Finally getting my own slice of Raspberry Pi.

Raspberry Pi Logo

Naturally, I don’t mean the delicious pastry treat, I mean the little computing device that may change the world of computing.

In the current market, if one wants to learn to program, one must purchase an expensive device (a computer) in order to take the first steps, which can cost hundreds of dollars (which many people, or even schools do not have the funds for). Add on the cost of books, training resources, and other items, as well as the massive time investment, and we have a rather large barrier to overcome.

As discussed in this blog in earlier entries, there are TONS of free resources for one to use to explore your interest, be it programming, mathematics through Khan Academy, or youtube tutorials, helping to clear at least one of those barriers.

The time investment, just as when learning any skill, is a necessary investment – the more you do it, typically the better you get.

For those of you following at home, that’s two out of the three barriers identified in the first part of this post. But what about the expensive devices? (This is where the Raspberry Pi comes in)

The Raspberry Pi is a computer. A tiny, inexpensive computer (running up to $35 plus shipping). With it, one can run a customized version of a linux operating system, create programs, or go through tutorials in order to work with programming languages. 


As you can see, it is quite small, and is the entire computer. All you need to do is supply power (Mini-USB cord, which is widely available for cheap), Keyboard/Mouse (USB only), Display (HDMI), ethernet (for internet access), and an SD card to run whatever OS  you installed. These are the same items one would need for any computer regardless (aside from the SD card.
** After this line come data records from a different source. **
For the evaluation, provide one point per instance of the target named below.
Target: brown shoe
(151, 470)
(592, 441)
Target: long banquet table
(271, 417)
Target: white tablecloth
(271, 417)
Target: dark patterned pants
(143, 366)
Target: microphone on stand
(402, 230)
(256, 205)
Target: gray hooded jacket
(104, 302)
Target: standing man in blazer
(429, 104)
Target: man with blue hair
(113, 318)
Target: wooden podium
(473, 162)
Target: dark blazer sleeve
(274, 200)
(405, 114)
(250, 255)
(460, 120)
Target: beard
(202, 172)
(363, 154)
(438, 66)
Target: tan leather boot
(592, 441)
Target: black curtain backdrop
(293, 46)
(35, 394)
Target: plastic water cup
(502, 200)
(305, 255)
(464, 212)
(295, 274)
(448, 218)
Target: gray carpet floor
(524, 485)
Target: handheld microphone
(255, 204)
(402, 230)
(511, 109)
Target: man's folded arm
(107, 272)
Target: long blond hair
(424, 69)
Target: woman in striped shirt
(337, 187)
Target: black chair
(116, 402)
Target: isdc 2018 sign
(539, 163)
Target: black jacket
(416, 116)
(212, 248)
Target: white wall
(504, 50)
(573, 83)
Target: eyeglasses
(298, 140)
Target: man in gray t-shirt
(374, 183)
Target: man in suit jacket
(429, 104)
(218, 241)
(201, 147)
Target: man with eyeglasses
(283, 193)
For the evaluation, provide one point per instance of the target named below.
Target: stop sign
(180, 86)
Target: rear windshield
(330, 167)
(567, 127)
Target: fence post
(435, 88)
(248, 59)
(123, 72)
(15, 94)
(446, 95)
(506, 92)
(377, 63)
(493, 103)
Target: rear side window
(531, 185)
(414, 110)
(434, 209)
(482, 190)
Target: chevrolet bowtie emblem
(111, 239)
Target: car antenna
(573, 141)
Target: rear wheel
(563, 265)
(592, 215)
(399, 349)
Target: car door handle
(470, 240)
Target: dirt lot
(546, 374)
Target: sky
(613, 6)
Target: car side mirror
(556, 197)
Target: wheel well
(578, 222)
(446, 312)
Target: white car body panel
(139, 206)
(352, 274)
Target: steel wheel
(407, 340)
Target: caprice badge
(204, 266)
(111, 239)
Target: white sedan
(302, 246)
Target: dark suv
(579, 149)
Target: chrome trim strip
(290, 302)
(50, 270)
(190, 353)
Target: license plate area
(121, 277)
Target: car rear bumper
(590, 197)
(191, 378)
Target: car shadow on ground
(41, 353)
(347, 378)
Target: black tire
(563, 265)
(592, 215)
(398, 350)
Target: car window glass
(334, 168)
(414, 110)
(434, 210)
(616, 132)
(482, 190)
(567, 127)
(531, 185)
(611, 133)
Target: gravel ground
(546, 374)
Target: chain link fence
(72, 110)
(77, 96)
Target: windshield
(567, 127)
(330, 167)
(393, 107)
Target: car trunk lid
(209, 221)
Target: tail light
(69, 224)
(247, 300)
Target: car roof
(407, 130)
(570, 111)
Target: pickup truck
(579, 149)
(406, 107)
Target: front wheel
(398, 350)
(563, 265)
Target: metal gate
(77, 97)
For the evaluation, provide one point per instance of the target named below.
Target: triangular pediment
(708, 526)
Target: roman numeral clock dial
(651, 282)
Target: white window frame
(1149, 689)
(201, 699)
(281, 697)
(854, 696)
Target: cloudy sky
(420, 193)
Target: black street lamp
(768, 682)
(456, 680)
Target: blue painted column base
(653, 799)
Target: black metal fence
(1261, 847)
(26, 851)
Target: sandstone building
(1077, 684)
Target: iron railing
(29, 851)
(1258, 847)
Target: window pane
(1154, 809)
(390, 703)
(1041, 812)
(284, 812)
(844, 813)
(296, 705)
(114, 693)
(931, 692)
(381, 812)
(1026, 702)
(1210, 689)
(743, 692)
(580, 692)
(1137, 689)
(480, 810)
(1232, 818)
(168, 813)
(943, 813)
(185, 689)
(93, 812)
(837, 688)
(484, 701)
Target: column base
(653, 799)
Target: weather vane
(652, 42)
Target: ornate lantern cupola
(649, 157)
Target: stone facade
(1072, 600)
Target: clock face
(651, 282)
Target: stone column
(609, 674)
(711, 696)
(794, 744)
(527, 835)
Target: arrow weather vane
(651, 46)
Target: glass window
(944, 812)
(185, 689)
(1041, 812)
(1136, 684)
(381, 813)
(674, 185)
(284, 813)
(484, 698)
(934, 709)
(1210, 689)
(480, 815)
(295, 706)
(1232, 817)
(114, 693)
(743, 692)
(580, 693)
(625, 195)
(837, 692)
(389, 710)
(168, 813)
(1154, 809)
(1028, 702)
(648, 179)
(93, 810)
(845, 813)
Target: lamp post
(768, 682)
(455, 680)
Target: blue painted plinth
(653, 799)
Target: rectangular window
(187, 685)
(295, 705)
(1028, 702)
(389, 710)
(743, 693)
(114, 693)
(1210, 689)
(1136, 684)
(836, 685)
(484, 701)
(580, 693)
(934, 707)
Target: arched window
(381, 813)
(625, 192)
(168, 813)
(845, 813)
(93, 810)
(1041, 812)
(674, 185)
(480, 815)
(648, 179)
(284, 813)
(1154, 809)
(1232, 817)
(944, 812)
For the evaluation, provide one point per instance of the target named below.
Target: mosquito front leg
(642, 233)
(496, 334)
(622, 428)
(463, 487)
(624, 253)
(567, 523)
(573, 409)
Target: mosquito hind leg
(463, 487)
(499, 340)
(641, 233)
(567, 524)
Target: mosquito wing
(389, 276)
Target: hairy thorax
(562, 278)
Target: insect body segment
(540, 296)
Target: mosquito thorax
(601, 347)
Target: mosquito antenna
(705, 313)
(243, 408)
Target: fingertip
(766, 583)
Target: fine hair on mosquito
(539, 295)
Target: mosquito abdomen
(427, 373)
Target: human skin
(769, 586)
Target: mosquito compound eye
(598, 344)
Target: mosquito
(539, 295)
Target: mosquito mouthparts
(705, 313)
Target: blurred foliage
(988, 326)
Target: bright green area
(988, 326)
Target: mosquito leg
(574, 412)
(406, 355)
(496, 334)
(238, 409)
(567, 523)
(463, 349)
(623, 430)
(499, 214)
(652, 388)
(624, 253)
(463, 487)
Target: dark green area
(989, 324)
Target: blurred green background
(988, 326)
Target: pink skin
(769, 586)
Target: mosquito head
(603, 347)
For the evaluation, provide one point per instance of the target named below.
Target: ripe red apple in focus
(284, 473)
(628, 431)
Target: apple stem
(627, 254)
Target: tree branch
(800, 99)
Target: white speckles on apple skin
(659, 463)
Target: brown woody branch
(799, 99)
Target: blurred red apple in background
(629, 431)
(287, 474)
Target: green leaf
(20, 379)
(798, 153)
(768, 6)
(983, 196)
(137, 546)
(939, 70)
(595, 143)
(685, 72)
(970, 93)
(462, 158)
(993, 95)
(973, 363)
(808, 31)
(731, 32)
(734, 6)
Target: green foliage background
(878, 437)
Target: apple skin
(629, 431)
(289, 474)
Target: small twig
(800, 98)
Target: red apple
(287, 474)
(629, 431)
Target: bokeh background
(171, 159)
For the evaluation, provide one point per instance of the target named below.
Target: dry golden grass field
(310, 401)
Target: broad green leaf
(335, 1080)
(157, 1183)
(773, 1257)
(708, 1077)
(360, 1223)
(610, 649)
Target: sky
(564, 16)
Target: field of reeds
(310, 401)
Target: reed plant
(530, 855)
In this instance, it is replacing the Hard Drive).

School districts could purchase a class set of these devices at a fraction of the cost of a classroom set of computers or tablets (Figure $400 per item, computer or tablet x 25 = $10,000 compared to $35 x 25 = $875, a Savings of over $9000). Each student could supply their own SD card ($11 for a 16 GB card on NewEgg) for projects (or, the school could supply each student, at their desecration). 

Currently, there is a waiting list to purchase one. I have been on the list since early Spring, and last month, I received an invite to purchase one. It’s been about 3 weeks since I have, with shipping taking up to 12 (as they are being produced and shipped from overseas). Hopefully soon, I will have the little device in my hands, and be able to experiment and learn.

There is currently a very active community surrounding development for this device, with games being created, programs run, and tutorials on things you can do with it (a popular choice is to create a cheap HTPC, a Home Theater PC).

I will assuredly post more about this when I get it. But for now, I am very excited for a taste of Raspberry Pi.